Partiamo dalle buone notizie che ci arrivano da questo “L'ultimo paradiso”: Riccardo Scamarcio è con gli anni diventato un buon attore. Mai l'avrei detto, sinceramente. Un po' quello che a Hollywood è successo con Di Caprio, che da bambolone belloccio inespressivo si è trasformato in uno dei migliori in assoluto. Insomma, i miracoli accadono e quindi persino... Raoul Bova potrebbe ancora sperare. Tornando al film in questione, scritto (oltre che interpretato e prodotto) dallo stesso Scamarcio e diretto da Rocco Ricciardulli, ci porta indietro con l'azione alle Puglie degli anni '50, una regione rurale e arretrata dove pochissimi si arricchiscono e dettano legge sulle masse contadine. Piena zona Ignazio Silone insomma, con le Puglie al posto dell'Abruzzo. Protagonista della vicenda narrata è Ciccio Paradiso, ribelle e sciupafemmine che per sua stessa ammissione non teme nessuno. Porta avanti la propria improba lotta su due versanti ben distanti: quella proto-sindacalista, ergendosi a leader dei contadini sfruttati, e quella personale, seducendo proprio la giovane figlia del temutissimo signorotto locale. Rivelare che tale don-chisciottiana lotta fallirà miseramente è magari uno spoiler, ma di lillipuziane dimensioni, giacché la sua sconfitta è praticamente annunciata sin dalla prima pagina. Il colpo di genio dello script arriva però a metà film, con l'assassinio di Ciccio e l'entrata in scena del suo fratello gemello Antonio, interpretato anche questi da Scamarcio, chiaramente. Se la prima parte si risolveva in una presentazione piatta e lineare della situazione, il ritorno (dal Nord Italia) di Antonio e le conseguenti dinamiche a cui tale arrivo da vita dimostrano ottima inventiva da parte degli autori, nonché bravura di Scamarcio nel dare a ciascuno dei due fratelli una caratterizzazione distinta e ben credibile.

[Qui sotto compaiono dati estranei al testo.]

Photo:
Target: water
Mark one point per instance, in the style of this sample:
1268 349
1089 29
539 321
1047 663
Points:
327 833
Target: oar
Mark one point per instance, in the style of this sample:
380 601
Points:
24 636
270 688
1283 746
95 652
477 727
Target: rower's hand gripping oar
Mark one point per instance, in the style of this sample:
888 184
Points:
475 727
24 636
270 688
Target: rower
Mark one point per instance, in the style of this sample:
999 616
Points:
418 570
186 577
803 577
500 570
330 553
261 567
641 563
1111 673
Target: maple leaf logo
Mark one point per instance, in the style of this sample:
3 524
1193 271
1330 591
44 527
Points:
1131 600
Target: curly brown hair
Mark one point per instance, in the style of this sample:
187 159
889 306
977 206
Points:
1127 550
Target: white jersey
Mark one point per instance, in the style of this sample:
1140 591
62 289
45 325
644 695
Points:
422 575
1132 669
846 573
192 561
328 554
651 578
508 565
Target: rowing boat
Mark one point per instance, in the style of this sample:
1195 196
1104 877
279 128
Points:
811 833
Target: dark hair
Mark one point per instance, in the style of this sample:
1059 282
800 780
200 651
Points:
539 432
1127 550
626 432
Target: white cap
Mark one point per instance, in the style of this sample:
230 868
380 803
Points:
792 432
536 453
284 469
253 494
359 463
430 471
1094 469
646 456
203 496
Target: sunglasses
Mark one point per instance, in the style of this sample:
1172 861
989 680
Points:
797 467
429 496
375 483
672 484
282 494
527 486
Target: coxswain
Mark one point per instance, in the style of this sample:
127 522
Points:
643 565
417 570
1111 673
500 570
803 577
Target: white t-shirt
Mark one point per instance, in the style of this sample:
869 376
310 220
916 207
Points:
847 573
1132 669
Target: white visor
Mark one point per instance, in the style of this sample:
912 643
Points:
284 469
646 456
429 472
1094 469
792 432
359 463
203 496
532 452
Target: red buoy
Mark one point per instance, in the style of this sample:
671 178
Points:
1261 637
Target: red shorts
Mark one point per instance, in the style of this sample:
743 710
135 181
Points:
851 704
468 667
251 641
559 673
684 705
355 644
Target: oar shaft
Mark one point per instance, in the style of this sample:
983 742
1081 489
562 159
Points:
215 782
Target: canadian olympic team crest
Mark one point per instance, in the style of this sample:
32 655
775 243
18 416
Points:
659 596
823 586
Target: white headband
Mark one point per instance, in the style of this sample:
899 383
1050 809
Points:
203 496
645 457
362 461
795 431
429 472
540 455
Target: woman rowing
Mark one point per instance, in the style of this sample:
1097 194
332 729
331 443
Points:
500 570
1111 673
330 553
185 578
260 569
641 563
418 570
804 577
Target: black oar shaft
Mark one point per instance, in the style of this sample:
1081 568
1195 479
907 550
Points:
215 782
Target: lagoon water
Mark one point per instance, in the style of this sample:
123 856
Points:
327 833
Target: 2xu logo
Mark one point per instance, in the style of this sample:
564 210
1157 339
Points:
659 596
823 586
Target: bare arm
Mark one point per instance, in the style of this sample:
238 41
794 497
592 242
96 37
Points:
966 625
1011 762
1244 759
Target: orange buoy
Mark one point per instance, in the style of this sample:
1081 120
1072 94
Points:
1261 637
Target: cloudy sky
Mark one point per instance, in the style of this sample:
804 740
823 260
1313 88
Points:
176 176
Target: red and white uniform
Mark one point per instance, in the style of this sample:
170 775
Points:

Non era facile. Ben realizzata è anche la rappresentazione della vita di paese nel Sud Italia nel dopoguerra, sebbene i costumi appaiano a volte anacronistici o quanto meno di eccessiva qualità considerando la generalizzata povertà che ci viene presentata. Per quel che riguarda il cast, tiene degnamente testa a Scamarcio Antonio Gerardi, sinistro e durissimo nello scomodo ruolo del 'cattivo' Cumpa' Schettino. Del tutto fuori contesto invece la scena sulle note della canzone francese "Que reste-t-il de nos amours?”. Davvero non so come gli sia venuto in mente di infilarla nel film.